Currently, Markovits’s academic work comprises three areas of research: First and foremost, he has published a book on anti-Americanism and anti-Semitism in Europe. Entitled “Uncouth Nation: Why Europe Dislikes America” and published by Princeton University Press, this work analyzes resentment towards things American in seven European countries. Going well beyond the conventional realm of politics, Markovits demonstrates that such resentment pervades quotidian culture and discourse.

Second, Markovits continues his work on sports. In particular, he has expanded his analyses of how gender construes hegemonic sports culture from his earlier work at the University of Michigan to comprise other institutions of the Big Ten Conference.

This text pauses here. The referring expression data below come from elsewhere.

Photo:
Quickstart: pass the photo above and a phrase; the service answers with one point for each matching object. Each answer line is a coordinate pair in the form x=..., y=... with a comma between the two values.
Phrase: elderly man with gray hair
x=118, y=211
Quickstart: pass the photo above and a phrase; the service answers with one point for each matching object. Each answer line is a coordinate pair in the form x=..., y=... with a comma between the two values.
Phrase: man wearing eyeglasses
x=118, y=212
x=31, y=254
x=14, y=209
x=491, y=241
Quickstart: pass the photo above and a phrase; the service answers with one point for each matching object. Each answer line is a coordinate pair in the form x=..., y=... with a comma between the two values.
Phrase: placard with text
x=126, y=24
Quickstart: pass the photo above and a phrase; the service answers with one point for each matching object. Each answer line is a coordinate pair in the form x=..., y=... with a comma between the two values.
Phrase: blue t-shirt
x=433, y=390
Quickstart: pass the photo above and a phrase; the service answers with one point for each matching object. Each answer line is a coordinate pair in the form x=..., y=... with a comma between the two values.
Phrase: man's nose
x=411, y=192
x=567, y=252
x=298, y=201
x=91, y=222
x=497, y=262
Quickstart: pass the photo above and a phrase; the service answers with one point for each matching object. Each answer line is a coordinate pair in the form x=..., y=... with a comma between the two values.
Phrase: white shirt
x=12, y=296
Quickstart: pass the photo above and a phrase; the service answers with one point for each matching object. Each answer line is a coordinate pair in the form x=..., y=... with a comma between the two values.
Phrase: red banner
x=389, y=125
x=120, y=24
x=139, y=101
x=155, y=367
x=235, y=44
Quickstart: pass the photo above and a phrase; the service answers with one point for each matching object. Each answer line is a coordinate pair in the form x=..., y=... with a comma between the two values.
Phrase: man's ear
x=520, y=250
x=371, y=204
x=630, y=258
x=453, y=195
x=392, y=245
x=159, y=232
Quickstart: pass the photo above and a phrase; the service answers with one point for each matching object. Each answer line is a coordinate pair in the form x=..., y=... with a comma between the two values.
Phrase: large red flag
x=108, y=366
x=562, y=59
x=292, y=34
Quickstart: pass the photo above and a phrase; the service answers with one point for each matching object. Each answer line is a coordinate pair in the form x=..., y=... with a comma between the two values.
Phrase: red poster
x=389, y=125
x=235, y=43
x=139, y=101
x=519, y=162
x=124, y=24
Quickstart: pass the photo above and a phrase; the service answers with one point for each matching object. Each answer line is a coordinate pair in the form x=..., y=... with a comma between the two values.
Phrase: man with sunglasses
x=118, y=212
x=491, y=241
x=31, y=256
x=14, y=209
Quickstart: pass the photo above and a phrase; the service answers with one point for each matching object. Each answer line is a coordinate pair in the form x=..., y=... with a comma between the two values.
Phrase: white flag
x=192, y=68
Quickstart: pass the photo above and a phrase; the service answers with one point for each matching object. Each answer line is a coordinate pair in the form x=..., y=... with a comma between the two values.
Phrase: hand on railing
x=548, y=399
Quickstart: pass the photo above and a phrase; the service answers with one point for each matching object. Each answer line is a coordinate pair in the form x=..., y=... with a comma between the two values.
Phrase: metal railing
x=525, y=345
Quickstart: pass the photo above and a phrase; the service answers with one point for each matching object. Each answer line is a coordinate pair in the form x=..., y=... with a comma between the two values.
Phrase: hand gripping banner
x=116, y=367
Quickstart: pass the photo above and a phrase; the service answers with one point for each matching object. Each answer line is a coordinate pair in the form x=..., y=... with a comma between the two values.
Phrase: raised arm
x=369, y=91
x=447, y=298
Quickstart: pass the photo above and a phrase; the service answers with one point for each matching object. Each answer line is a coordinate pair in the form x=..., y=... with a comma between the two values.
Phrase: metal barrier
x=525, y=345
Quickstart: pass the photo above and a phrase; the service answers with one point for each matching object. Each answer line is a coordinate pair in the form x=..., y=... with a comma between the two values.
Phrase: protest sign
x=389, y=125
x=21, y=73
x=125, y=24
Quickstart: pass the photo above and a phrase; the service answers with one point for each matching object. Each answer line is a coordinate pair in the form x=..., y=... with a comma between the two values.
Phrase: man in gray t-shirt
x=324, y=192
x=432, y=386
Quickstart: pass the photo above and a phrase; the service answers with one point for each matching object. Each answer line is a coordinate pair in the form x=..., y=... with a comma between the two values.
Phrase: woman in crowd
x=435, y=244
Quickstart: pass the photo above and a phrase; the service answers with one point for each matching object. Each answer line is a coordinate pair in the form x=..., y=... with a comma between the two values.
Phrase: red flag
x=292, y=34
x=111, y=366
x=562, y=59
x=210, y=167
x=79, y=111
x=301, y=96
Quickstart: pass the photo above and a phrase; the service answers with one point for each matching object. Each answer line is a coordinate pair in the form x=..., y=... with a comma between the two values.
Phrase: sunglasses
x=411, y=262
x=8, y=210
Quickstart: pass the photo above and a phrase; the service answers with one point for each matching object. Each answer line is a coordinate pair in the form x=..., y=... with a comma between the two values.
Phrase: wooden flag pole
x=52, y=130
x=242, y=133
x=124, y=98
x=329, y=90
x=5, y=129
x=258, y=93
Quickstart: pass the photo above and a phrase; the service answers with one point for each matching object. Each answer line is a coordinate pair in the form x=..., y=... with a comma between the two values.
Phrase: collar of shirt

Third, Markovits has just embarked on an analysis as to how the discourse towards animals, dogs in particular, has massively changed in the advanced industrial world over the past 20 – 30 years. In particular, he hopes to ascertain why key aspects of this changed discourse and its accompanying behavior have featured women as their most dynamic and central agents. Centering his work on a major survey of canine rescue organizations in Michigan, Markovits hopes to expand this project to Massachusetts (the Union’s most Democratic state) and Utah (its most Republican) in order to see how politics conventionally understood might – or might not – play a role in the altered nature of how humans relate to animals, specifically dogs. Once the research in the United States will be completed, Markovits has plans to place the American case into a comparative framework by analyzing parallel developments in Great Britain and Germany.